CEMEX, INC. at a glance
CEMEX, Inc., the U.S. operating arm of global Monterrey, Mexico-based CEMEX S.A.B. de C.V., is the largest supplier of cement and ready mixed nationwide, as well as an important producer of aggregates, concrete block, and other building materials. In the U.S., CEMEX has a balanced and vertically integrated business portfolio, strategically positioned in high-growth regions of the country. CEMEX owns and operates 14 U.S. cement facilities wielding a total production capacity of 14.7 million metric tons/year. Additionally, it holds a minority stake in four other cement plants and owns 350 ready mixed operations, and 140-plus aggregate plants. The parent company is the world's largest supplier of ready mixed concrete.
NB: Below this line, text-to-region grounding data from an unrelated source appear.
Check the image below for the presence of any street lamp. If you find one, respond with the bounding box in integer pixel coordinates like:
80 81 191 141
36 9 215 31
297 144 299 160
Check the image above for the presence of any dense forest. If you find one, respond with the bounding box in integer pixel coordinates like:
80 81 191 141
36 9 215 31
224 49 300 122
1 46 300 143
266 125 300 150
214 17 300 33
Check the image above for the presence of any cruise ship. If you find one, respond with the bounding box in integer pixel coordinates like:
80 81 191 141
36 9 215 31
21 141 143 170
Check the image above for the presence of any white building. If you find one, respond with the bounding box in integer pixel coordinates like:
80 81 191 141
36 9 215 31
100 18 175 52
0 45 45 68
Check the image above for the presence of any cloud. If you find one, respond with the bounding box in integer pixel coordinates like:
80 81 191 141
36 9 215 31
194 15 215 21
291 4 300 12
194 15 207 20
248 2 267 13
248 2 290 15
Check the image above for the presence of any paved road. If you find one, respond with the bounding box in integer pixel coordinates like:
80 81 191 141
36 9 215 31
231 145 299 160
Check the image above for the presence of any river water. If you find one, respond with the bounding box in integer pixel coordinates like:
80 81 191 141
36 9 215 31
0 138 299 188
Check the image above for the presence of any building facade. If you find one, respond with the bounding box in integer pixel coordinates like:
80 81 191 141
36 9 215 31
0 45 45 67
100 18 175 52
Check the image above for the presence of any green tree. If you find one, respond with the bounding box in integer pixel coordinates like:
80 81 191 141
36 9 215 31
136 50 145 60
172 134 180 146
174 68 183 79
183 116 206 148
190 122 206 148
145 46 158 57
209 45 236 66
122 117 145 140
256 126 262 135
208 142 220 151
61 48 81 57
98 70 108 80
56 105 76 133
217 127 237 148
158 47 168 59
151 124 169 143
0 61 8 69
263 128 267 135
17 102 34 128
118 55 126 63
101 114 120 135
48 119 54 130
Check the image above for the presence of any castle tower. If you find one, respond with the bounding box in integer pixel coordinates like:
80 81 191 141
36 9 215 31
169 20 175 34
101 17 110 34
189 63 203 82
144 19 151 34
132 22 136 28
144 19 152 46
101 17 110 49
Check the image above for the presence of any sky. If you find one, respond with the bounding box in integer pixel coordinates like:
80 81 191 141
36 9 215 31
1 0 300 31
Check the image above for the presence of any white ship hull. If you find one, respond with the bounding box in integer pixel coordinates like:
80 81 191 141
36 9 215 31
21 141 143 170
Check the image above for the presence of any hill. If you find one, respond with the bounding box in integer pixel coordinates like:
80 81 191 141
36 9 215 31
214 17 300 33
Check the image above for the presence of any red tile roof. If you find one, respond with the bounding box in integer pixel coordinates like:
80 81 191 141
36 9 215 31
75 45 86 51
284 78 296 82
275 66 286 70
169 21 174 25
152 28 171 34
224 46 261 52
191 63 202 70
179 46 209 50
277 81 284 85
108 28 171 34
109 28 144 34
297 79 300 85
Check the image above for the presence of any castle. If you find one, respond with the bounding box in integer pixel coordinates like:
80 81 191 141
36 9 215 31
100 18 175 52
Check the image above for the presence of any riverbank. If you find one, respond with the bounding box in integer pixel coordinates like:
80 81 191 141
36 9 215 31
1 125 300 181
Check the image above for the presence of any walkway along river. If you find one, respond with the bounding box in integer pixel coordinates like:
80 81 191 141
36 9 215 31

To meet strong regional cement demand, CEMEX constructed a second kiln at its Balcones plant in New Braunfels, Texas; the plant was commissioned in 2008. The new kiln is designed to increase the facility’s total production capacity to approximately 2.4 million short tons/year. Though cement production doubled, the operation’s emissions actually decreased, as existing equipment was replaced with state-of-the-art technology to protect the environment and maintain current emissions levels.
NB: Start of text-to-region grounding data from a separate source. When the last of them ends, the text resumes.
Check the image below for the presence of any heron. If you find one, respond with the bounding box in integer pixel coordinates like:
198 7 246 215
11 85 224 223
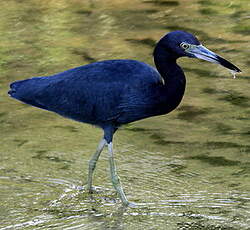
8 31 241 206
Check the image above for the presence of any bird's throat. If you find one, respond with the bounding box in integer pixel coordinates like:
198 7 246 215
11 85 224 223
153 45 186 113
153 45 185 84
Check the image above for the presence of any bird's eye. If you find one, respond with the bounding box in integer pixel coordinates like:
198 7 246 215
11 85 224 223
180 42 190 49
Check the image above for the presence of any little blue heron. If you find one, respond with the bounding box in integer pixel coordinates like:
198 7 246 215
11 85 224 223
8 31 241 206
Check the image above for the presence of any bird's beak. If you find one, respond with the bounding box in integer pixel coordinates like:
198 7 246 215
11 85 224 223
186 45 241 73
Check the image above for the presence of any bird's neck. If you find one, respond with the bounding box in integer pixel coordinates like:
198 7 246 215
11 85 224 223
153 44 185 84
153 43 186 112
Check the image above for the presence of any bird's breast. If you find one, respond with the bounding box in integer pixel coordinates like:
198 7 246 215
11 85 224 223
157 78 186 114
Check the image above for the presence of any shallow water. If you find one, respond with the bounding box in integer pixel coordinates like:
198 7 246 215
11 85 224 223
1 0 250 229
In an effort to better care for the air, water and land, company officials note, CEMEX is committed to exploring the use of alternative raw materials and fuels, as well as recycling and reusing waste materials. Accordingly, petroleum coke or tire-derived fuel has been substituted for coal. By retrofitting cement plants to handle alternative fuels, the producer has improved its operating flexibility and reduced vulnerability to potential energy price spikes. As a result, CEMEX's stateside plants are regularly awarded Energy Star status by the U.S. EPA and the U.S. Department of Energy, and the company has been named Energy Star Partner of the Year in 2009 and 2010.